Slavery Today: Breaking Bonds

            A girl disappeared one morning on her way to school.  Police recovered her two years later, bloody, hurting, and spoiled.  This girl was a victim of the slave trade, one of the largest illegal trades in the world.  Slaves work in fields, factories, and stores.  Teenage anti-slavery activist Alice Nyquist says, “They clean houses.  They farm.  They work in restaurants.  They work in nail salons.  They nanny.  They’re like us, except that they’re unpaid, abused, intimidated, and trapped.”  Slaves may have packaged the chocolate bar you ate last Saturday; they may have picked the apples in your fruit salad.  Your waiter last night may have been a slave.  Slave traders capture ordinary people, snatching away their lives and replacing them with torture.
            “I first heard about human trafficking at the Do Hard Things conference in Colorado in 2007,” Alice says.  “After the conference, I went to my library and took out Zac Hunter’s book Be the Change, which had been recommended at the conference.  The chapter on slavery changed my life.”  Unable to rest until she did something to help, Alice began researching, thinking and praying about what she could do to be the change.  “I wanted to provide girls with a safe, loving place to go after they’d gone through so much,” Alice says, “and I knew that was expensive.”  She began thinking about wristbands, since she knew they were popular, especially among teenagers, and they would raise not just money, but awareness.  After finding the supplies at a local craft store, Alice made some wristbands out of hemp and silver beads that spelled the word FREED.  In March 2010, her web site bandstobreakbonds.org opened, and the public was able to buy FREED wristbands through her organization Bands to Break Bonds.
            “I was nervous!” Alice says of opening Bands to Break Bonds.  “I didn’t know if it would work.”  But now Alice has not only sold many hemp wristbands with different words on them, but now green silicone wristbands are available on her web site.  The proceeds from the bands go to organizations that fight human trafficking.  “We donate to a different organization every few months,” Alice says.  “We started out donating to Rapha House; after that, we donated to the HOME foundation, and now to Children’s HopeChest.”  Bands to Break Bonds runs purely on volunteer power and Alice takes no money for herself.  “Right now, the number [of volunteers] fluctuates from fifteen to thirty, depending on who you count. … As far as steady volunteers go, I have eight people who are really dedicated, and they’re my life support.”  Besides donating a few dollars to a worthy cause and getting a cool bracelet in return, you can help Alice by selling wristbands to your friends and acquaintances or by making videos for YouTube to educate about slavery.  For more information about Bands to Break Bonds or ways you can help, you can email Alice at contact@bandstobreakbonds.org.   
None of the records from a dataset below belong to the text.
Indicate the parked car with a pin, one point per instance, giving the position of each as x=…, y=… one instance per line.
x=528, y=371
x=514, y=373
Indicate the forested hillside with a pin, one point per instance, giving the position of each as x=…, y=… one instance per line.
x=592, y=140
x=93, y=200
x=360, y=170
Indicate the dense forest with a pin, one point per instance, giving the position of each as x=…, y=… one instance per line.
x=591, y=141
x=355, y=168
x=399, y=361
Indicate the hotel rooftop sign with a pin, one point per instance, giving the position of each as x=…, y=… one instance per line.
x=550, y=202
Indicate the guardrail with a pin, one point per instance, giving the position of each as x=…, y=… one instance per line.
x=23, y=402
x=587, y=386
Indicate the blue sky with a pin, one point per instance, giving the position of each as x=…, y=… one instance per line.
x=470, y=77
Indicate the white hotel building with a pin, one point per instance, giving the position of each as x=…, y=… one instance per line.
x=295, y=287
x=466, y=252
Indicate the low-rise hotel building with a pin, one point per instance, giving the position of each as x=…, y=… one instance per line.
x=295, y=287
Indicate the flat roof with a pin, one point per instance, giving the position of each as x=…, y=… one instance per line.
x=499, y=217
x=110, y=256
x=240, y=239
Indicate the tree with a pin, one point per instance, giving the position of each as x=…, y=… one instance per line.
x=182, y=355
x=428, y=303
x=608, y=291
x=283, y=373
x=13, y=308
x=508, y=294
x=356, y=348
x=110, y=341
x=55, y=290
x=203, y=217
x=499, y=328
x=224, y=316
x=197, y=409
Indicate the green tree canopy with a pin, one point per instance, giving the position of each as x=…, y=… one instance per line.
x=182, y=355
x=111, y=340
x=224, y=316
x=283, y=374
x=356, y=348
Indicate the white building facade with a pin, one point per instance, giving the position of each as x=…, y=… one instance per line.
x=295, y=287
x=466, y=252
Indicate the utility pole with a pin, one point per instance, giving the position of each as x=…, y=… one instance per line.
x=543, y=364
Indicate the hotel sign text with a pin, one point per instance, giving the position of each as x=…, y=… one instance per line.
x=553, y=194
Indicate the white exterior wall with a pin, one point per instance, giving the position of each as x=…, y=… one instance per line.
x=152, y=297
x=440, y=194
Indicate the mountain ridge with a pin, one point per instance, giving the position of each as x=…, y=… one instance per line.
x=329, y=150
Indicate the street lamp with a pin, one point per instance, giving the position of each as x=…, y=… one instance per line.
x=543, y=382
            If you want to help fight slavery in other ways, there are lots of things you can do.  “We need to be aware of the people around us, train our friends to be aware of the people around them, and be able to report potential instances of human trafficking so that victims can be rescued,” Alice says.  Resources for educating yourself and others, spreading awareness, or fighting slavery are at the bottom of the article.  One huge thing we can do is to stop supporting companies built on the backs of slaves.  Many of the products we find in stores were produced or packaged by slaves.  To find out which companies are careful not to contract out to slave labor, go to freetowork.org.  Slavery didn’t end with Abraham Lincoln and William Wilberforce; it thrives today, but we can do something to stop it.  Raise awareness, support organizations and people committed to ending slavery, and stop supporting the trade.  As Zac Hunter says, BE THE CHANGE.

Resources:
Be the Change by Zac Hunter
Human Trafficking Hotline: 1-88-3737-888
http://www.acf.hhs.gov/trafficking/about/fact_human.pdf (What is the legal definition of human trafficking?)
www.acf.hhs.gov/trafficking/about/brochures.html  (How do I recognize victims?)